“Prima della strage di via D’Amelio Antonino Gioé mi chiese uno dei due telecomandi che erano stati utilizzati a Capaci perché doveva consegnarlo ai fratelli Graviano“. Lo ha detto ieri sera, nel corso della trasmissione di Michele Santoro “Servizio Pubblico“, in onda su La7, il pentito Santino Di Matteo, padre del piccolo Giuseppe, sequestrato e poi ucciso su ordine di Giovanni Brusca per convincerlo a ritrattare.
Di Matteo, che è stato intervistato in diretta da Santoro, ha riferito che queste sue rivelazioni erano state verbalizzate nel ’93, subito dopo l’inizio della sua collaborazione, ma che non ebbero alcun seguito.

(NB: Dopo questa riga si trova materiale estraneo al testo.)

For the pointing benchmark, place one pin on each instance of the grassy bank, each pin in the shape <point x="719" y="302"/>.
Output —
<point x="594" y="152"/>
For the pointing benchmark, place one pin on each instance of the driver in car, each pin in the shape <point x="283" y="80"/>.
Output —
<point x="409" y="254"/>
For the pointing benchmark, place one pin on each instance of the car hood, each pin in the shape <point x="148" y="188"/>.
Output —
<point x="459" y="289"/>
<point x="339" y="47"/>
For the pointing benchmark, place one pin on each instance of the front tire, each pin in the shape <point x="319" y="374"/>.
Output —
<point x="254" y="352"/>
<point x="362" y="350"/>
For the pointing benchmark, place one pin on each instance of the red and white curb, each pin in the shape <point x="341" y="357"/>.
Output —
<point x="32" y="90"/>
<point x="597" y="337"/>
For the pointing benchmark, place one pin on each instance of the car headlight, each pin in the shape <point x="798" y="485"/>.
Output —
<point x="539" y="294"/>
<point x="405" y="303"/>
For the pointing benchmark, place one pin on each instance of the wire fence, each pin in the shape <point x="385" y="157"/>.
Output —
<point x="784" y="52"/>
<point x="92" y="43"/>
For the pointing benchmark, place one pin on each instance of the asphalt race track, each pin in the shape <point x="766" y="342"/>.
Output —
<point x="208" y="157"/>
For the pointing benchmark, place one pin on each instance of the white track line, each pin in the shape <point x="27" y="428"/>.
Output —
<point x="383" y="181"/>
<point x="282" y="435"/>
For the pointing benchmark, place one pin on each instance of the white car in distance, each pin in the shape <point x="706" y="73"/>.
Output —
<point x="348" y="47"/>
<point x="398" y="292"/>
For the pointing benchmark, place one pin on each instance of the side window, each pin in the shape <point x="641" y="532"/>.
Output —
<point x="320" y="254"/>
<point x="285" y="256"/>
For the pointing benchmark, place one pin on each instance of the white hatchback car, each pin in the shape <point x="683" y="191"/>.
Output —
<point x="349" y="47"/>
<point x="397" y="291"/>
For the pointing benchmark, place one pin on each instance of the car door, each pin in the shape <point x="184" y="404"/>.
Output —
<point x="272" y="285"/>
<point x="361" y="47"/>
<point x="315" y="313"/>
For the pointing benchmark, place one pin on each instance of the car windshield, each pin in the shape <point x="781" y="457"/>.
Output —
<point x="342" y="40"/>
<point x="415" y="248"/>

Le indagini sull’agguato a Paolo Borsellino avevano infatti imboccato la pista, poi rivelatasi un depistaggio, indicata dal falso pentito Vincenzo Scarantino.
Solo in seguito alle rivelazione di un altro pentito, Gaspare Spatuzza, è stato infatti accertato che i fratelli Graviano avrebbero curato l’organizzazione dell’attentato di via D’Amelio ed è stato istruito un nuovo processo, il Borsellino quater.
Nel corso dell’intervista, Di Matteo ha parlato anche del sequestro del figlio (“Inizialmente pensai che fosse stato mio padre a nasconderlo per proteggerlo, fuggii anche dalla località dove era sotto protezione per cercare di capire cosa era successo”) e di Antonino Gioé, suicidatosi in carcere dopo che aveva cominciato a collaborare per paura di ritorsioni sui suoi familiari.